# Hammer Stahl / Made In / Demeyere / Mauviel Others?



## EJR (Nov 10, 2018)

Hi:

This is my first post. I am looking for a higher end stainless cookware that will be used on an induction cook top for home use. This will be a gift to a very good, but not a professional, cook. I am not a cook, so my knowledge is limited to what I read online. Any feedback is appreciated. 

The Hammer Stahl cookware has caught my eye. The product is made in the USA, uses 7 ply construction, with a 316Ti titanian stabilized stainless cooking surface, which they claim is significantly less reactive than regular stainless. Is 7 layers necessarily better than fewer? Is the 316Ti surface worthwhile or marketing hype? 

Made In sells direct and is significantly less than the other brands. Is this a matter of getting what you pay for with this brand, or do they offer good quality for less?

Demeyere & Mauviel are both well respected brands. I am sure I could not go wrong with either. 

I've read mixed things about All Clad. Some say it is over hyped and not very good, others like the product. 

The goal is to select a high quality set of cookware that will last a lifetime and that performs great on an induction cook top. 

As of now, I am leaning toward Hammer Stahl, but could be persuaded to go in a different direction. 

Thanks for the feedback!


----------



## ChefRossy (Oct 21, 2018)

I have used and sold all clad copper core and although may seem overpriced, my experience is, its built like a tank and the control you would get on induction would be fantastic.


----------



## brianshaw (Dec 18, 2010)

Oy.

Your comparison here is like green apples vs red apples. Both are expensive and well-made. The biggest difference of any significance might be that all-clad is straight lipped and hammer-stahl is curved.

Flip a coin if you don’t just go with your heart.

ive been using all-clad for 40 years very successfully.

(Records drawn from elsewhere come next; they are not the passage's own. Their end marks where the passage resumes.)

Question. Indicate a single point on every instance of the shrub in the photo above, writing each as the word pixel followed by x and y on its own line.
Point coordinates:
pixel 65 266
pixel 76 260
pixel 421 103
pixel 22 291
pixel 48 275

Welcome to the forum. Enjoy whichever you buy.


----------



## brianshaw (Dec 18, 2010)

BTW... Hammer Stahl appears to be on sale. That brings them to a good price for expensive cookware. 

Keep Tennessee employed!


----------



## sgsvirgil (Mar 1, 2017)

Hi and welcome to CT! 

Cooks tend to be picky about two things: their cutlery and their cookware. Both are very personal choices for a cook. For instance, @brianshaw makes a good point. Some cookware have curved lips while others have straight lips. Some cooks like the straight edges while others prefer the curved edge. Some cooks like all metal lids and others prefer glass lids. Another preference point is the weight of the pan. While its understood by anyone who cooks that a heavy gauge pan is required from time to time, many cooks really don't like to wrestle with heavy pots and pans any other time. My wife, for example, who is an excellent home cook in her own right, does not like to use my copper pans because they are too heavy for her.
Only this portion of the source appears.